A ideia da proposta surgiu de duas mulheres ligadas ao feminismo. Margaret Sanger e Katherine McCormick são os nomes por trás dessa história, que começou em 1950. A ideia era inventar um método prático que evitasse a gravidez, fosse acessível e seguro. Para dar início às pesquisas, a dupla convidou o cientista Gregory Pincus, que se juntou ao caso. No entanto, toda a pesquisa foi “escondida” pela intenção de que o remédio era para amenizar os sintomas da menstruação, porque até 1965 os métodos contraceptivos eram proibidos nos Estados Unidos, devido à forças religiosas.
A pílula anticoncepcional surgiu trazendo mais liberdade sexual às mulheres e mais controle de seus corpos. (Fonte: Reprodução)
Em 18 de agosto de 1960, 2 meses depois da aprovação, começa a ser comercializado nos Estados Unidos a pílula anticoncepcional.

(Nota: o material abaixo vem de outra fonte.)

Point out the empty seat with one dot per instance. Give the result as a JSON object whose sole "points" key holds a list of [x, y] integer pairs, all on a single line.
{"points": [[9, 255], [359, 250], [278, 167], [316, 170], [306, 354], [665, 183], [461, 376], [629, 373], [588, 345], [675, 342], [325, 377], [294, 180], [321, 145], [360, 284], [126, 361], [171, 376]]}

O conceito baseia-se na contracepção através da inibição da ovulação. A reação mundial, no entanto foi bem conservadora, principalmente por questões religiosas. John Rock, ginecologista, pesquisador da Universidade de Harvard e um dos envolvidos na pesquisa recebeu duras críticas e até ataques de católicos da sua diocese.
Várias ações tomadas pelo Vaticano tinham intuito de atrasar o uso do contraceptivo. O papa João XXIII nomeou uma comissão especial para o estudo da população, da família e do nascimento que só fez barulho na sociedade da época, mas não promoveu nenhum estudo de fato. Em 1963, o papa Paulo VI, expandiu a comissão e por 4 anos a comissão oscilou seu posicionamento em relação ao uso da pílula. Até que em 1967, o papa Paulo VI publicou a encíclica Humanae Vitae que proíbe o uso da pílula como método.
Já entre as mulheres, a pílula se tornou um pouco mais popular e seu uso se disseminou rapidamente. Entretanto, alguns efeitos colaterais foram sendo percebidos pelas mulheres e a pílula passou a ser objeto de estudo mais uma vez. Redução de libido, aumento de peso e trombose são alguns dos efeitos colaterais da pílula, já percebidos até agora. O mais sério deles, a trombose tem relação com a quantidade de hormônios que a pílula contém.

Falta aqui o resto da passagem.